State Farm contends that the trial court exceeded its discretion in entering the Rule 54(b) certification because the bad faith and pending UIM claims were “inextricably intertwined.” Furthermore, the dismissal of the bad faith claim could become moot depending on the outcome of the UIM claim. The Supreme Court of Alabama found this to be the correct reasoning, holding that the trial court exceeding its discretion in concluding there was no just reason for delay in entering final judgment, under Rule 54(b), as to the bad faith claim. Therefore the appeal was dismissed as being from a nonfinal judgment.
 Because claims for uninsured/underinsured motorist benefits arise from a contract, there is a 6-year statute of limitations in Alabama.
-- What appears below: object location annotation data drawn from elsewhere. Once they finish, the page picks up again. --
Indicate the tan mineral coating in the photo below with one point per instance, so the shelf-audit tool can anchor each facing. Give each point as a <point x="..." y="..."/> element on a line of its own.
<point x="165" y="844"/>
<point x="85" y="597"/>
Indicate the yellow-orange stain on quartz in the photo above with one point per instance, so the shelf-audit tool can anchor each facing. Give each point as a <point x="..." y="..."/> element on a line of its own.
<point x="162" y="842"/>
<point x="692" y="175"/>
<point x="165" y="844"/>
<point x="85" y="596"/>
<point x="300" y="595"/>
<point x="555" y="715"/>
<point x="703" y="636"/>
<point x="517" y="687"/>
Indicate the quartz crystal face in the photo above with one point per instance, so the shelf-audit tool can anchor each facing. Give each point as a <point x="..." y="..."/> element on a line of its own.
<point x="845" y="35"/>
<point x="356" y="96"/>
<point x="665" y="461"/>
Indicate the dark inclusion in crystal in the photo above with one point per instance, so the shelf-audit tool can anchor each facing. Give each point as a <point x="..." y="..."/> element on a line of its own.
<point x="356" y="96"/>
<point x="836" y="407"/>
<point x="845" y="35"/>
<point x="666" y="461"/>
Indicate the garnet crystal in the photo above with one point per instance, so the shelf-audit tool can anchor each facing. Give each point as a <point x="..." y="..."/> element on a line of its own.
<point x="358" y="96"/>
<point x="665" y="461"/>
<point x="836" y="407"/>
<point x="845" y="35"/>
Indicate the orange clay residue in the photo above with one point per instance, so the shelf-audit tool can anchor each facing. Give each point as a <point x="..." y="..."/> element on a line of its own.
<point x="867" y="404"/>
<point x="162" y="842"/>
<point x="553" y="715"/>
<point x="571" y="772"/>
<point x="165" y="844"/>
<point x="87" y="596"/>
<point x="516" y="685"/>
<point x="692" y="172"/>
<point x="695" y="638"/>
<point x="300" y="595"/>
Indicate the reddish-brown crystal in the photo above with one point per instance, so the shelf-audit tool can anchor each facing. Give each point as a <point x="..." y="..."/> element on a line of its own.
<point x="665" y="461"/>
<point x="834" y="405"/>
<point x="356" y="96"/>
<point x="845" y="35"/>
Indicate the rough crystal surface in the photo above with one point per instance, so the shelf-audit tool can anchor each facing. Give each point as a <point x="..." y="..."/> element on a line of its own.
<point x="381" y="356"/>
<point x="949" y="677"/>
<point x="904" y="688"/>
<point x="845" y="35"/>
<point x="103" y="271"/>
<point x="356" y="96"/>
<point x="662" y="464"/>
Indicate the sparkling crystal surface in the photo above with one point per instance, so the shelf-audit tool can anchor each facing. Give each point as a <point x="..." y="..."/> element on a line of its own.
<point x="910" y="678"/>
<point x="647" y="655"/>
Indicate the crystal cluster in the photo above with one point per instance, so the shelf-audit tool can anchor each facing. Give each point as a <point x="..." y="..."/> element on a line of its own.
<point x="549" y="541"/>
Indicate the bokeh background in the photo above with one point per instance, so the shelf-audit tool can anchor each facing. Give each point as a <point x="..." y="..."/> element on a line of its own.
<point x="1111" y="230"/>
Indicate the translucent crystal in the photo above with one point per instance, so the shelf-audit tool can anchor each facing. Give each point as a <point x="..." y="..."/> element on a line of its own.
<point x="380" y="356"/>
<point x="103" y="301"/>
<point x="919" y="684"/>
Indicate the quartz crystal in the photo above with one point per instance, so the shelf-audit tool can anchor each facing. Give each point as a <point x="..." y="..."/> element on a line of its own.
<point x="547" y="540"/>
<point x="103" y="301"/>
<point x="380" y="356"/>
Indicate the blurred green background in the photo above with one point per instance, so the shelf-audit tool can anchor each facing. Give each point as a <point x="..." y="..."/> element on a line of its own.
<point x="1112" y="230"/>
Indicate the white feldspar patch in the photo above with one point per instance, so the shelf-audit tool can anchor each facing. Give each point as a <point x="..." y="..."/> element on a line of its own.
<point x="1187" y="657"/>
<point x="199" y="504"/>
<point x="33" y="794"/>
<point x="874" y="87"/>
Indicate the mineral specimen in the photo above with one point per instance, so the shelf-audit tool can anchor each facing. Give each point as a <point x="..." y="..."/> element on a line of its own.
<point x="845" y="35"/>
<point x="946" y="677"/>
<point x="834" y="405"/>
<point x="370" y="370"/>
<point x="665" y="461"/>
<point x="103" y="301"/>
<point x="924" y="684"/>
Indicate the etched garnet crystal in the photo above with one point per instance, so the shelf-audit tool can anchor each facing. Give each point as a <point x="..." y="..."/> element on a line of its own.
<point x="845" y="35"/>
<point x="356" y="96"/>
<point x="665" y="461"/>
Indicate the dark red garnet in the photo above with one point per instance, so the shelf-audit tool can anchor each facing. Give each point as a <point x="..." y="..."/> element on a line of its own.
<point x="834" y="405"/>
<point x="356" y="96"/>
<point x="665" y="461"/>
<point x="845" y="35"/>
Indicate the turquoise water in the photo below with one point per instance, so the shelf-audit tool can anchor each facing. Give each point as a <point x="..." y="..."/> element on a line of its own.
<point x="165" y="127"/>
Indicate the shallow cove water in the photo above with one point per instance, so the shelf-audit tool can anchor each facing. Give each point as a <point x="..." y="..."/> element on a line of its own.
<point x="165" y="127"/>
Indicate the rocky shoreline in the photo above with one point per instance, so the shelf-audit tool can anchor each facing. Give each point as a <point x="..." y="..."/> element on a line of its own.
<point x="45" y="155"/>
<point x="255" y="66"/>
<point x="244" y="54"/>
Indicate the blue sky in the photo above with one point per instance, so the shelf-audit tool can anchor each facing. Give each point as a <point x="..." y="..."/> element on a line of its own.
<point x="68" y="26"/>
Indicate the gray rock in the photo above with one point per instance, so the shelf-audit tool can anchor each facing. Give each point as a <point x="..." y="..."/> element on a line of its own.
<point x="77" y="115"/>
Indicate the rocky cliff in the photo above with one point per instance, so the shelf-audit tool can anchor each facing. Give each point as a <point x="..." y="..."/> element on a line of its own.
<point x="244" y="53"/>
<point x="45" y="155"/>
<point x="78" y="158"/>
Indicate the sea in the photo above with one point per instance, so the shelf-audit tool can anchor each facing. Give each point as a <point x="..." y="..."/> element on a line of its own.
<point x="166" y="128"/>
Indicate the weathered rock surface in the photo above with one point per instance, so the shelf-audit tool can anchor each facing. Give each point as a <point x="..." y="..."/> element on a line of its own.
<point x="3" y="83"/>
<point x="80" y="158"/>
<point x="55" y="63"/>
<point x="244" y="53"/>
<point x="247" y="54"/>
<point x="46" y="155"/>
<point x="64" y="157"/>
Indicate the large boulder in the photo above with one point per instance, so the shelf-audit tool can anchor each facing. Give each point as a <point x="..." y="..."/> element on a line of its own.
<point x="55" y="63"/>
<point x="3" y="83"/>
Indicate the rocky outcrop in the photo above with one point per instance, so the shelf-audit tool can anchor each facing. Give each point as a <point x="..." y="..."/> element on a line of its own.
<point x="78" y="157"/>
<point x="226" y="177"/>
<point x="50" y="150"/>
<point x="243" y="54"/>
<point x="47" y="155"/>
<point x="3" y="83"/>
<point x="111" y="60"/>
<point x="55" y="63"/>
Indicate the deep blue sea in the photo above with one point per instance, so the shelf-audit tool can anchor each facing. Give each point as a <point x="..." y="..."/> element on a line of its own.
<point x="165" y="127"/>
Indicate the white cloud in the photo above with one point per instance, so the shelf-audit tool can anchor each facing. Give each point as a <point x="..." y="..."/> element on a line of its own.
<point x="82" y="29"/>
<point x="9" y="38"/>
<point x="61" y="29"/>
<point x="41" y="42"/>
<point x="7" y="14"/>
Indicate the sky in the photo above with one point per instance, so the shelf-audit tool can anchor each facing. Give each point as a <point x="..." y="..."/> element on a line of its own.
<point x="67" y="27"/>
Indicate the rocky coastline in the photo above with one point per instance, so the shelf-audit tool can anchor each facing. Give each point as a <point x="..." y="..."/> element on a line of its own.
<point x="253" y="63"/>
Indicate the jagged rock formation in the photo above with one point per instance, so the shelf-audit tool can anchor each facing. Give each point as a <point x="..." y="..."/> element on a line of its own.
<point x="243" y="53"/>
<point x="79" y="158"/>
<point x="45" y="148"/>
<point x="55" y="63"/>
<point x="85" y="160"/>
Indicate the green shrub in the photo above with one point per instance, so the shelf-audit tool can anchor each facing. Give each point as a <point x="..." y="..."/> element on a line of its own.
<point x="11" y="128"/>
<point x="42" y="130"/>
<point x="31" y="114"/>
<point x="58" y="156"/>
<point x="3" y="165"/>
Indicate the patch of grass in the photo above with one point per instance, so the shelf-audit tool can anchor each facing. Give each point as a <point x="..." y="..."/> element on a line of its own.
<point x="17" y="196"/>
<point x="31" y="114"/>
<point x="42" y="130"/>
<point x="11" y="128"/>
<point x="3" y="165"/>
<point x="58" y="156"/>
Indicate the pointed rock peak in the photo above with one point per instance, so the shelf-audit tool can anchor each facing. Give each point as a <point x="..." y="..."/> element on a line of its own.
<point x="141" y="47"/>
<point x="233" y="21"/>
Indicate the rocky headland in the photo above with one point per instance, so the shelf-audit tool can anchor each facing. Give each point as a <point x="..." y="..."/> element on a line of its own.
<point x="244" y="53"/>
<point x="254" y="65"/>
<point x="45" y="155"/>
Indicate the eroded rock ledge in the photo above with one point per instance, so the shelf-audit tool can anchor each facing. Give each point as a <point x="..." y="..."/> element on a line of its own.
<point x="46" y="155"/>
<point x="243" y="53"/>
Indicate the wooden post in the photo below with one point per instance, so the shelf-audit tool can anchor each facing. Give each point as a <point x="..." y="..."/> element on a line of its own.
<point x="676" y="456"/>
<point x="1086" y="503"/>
Because the accident happened in 2012 and suit was filed in 2016, the statute of limitations had not run as to Ragland’s claims against State Farm.
 Ala. R. Civ. P. 12(b): Every defense, in law or fact, to a claim for relief in any pleading, whether a claim, counterclaim, cross-claim, or third-party claim, shall be asserted in the responsive pleading thereto if one is required, except that the following defenses may at the option of the pleader be made by motion: (1) lack of jurisdiction over the subject matter, (2) lack of jurisdiction over the person, (3) improper venue, (4) insufficiency of process, (5) insufficiency of service of process, (6) failure to state a claim upon which relief can be granted ….
 See LeFevre v. Westberry, 590 So. 2d 154, 158 (Ala. 1991) (“‘[T]here can be no breach of an uninsured motorist contract, and therefore no bad faith, until the insured proves that he is legally entitled to recover.'” (quoting Quick v. State Farm Mut. Auto. Ins. Co., 429 So.2d 1033, 1035 (Ala. 1983))).
 See National Sec. Fire & Cas. Co. v. Bowen, 417 So. 2d 179, 183 (Ala. 1982). See also State Farm Fire & Cas. Co. v. Slade, 747 So. 2d 293, 318 (Ala. 1999) (holding that Alabama law “limit[ed] bad-faith liability to those cases in which the insured is entitled to benefits under the policy”).
 Ala. R. Civ. P. 54(b): Judgment upon multiple claims or involving multiple parties. When more than one claim for relief is presented in an action, … the court may direct the entry of a final judgment as to one or more but fewer than all of the claims or parties only upon an express determination that there is no just reason for delay and upon an express direction for the entry of judgment. Except where judgment is entered as to defendants who have been served pursuant to Rule 4(f), in the absence of such determination and direction, any order or other form of decision, however designated, which adjudicates fewer than all the claims or the rights and liabilities of fewer than all the parties shall not terminate the action as to any of the claims or parties, and the order or other form of decision is subject to revision at any time before the entry of judgment adjudicating all the claims and the rights and liabilities of all the parties.
 See Palughi v. Dow, 659 So.2d 112, 113 (Ala. 1995).
 See, e.g., Hutchinson v. Miller, 962 So. 2d 884 (Ala. Civ. App. 2007); Double B Country Store, LLC v. Alabama Dep’t of Transp., 171 So. 3d 28, 30-31 n. 1 (Ala. Civ. App. 2015).
 See Meeks v. Morrow, 151 So. 3d 1069, 1074 (Ala. 2014) (“‘[A] Rule 54(b) certification should not be entered if the issues in the claim being certified and a claim that will remain pending in the trial court “‘are so closely intertwined that separate adjudication would pose an unreasonable risk of inconsistent results.'”‘” (quoting Schlarb v. Lee, 955 So. 2d 418, 419-20 (Ala. 2006))).